Today these early warning signs allow me to begin to focus my attention on the fact that the feelings are just reactions to thoughts. I then work at seeing their origin. I often find that they will start with something as innocuous as a simple, undefined awareness of sense contact; perhaps, an itch, the warmth of the sun on my head, a cool breeze or it might be something that someone said, or just a random thought or memory. It doesn’t have to be connected to anyone or any thing specifically. It can be just an instant of contact, physical, or mental, and from it there arises ever so quickly, an entire dialogue or story that grows like the clouds of a summer thunderstorm over the western prairie.
Recognizing that this complex of reactions does not point to facts or represent some truth in my life is no small accomplishment. To be able to see and deeply recognize that they are simply conditions that arise when other necessary conditions are present, may on the one hand seem quite obvious and simplistic, and on the other hand seem like they would be of little practical value when the juices of fear begin to surge through our veins. However, it is very important that I see this clearly. If not I will couch the growing soliloquy in the role of false prophet; I will grant the ephemeral voice within, the power of truth and power in my life. Be that as it may, the battle has just begun.
I must follow then by taking back control of my breathing and soften those areas of tension. This entire process takes place within the boundaries of my body not outside in the world, so it is important to maintain awareness that “all conditioned things are subject to arising and passing away.” If I am able to relax my body and hold fast to the ephemeral nature of these thoughts and fears, I find that my thinking slows down and the fear dissipates. I have found that I will acquire relief in direct proportion to the degree to which I do not cling to thoughts and feelings as representing anything substantial.
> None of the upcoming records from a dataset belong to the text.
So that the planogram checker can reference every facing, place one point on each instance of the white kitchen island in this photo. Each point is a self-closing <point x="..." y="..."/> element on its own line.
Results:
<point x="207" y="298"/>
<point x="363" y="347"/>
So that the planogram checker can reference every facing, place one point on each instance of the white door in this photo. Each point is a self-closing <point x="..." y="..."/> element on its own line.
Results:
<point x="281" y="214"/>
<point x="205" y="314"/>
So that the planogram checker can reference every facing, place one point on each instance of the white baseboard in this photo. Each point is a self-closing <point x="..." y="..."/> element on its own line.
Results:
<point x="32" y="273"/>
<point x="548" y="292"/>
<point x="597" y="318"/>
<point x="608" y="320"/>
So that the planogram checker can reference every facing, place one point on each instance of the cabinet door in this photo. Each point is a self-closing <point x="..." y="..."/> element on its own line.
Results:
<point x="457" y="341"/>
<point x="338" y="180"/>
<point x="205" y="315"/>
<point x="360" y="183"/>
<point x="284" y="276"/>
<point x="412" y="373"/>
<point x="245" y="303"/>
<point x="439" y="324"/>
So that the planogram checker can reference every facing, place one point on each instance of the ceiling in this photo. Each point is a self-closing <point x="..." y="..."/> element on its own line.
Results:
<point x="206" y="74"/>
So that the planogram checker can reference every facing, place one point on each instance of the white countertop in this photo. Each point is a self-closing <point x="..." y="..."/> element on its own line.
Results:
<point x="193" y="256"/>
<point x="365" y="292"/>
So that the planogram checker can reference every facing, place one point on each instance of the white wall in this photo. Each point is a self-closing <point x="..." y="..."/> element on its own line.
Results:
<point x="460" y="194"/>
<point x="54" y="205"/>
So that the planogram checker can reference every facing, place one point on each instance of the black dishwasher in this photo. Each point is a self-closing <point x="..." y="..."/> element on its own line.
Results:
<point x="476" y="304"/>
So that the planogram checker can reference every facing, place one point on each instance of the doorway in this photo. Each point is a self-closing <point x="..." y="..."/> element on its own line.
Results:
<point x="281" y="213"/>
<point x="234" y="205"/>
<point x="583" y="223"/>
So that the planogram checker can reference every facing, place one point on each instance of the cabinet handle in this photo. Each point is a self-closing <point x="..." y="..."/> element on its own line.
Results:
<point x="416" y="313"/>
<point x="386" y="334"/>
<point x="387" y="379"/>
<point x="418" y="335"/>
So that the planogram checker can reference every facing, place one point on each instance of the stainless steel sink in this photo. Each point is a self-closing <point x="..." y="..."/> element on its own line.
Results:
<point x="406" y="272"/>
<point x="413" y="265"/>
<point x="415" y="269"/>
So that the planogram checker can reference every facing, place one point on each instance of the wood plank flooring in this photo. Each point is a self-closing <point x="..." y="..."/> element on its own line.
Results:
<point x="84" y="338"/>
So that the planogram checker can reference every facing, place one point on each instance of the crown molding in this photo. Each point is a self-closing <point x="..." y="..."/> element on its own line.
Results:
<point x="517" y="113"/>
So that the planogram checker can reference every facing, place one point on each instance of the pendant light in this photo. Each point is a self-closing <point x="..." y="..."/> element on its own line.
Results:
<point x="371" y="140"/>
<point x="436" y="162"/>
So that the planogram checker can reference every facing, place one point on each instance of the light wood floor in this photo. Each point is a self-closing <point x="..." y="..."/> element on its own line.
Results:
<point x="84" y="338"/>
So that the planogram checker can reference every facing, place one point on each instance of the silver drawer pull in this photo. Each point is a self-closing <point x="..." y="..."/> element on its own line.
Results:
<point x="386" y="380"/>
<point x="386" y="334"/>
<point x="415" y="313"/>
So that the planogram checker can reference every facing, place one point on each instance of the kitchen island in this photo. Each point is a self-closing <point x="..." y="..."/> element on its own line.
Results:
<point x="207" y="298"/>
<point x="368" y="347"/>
If I find myself in a situation where there is an imminent threat I must act. I don’t have time to ponder outcomes; I need to fight, flight, or call for help. In this instance fear is my friend; an ally in my continued survival. But when I am frozen by fearful ruminations or dark imaginings my life is being usurped by my mind. I have found that the most difficult fear to deal with is the one that is accompanied by, or perhaps arises out of actual physical pain. In this particular case the process of detachment is exacerbated by the physical experience and will color my ability to focus on releasing myself from the escalating fantasies of doom and gloom. The process is the same nevertheless, and points up the necessity to be practicing with all levels of thought, all the time. Attempting to disarm a bomb without training is suicide. If I don’t practice this process with the mundane aspects of living I will fail when the real test arises.
When I relax into my growing awareness that time is just a convention which we have agreed upon, rather than something that has a substantial existence outside my mind - only then can I recall the freeing truth that - in this moment it is only fear itself that I must fear. Tomorrow will never be anything but an imagined place and all our tomorrows are held in the hands of today….now. Bringing awareness back to my body in this present moment is being in touch with what is real. To be dragged behind imagined possibilities in an unreal future, is to be held in a self imposed prison.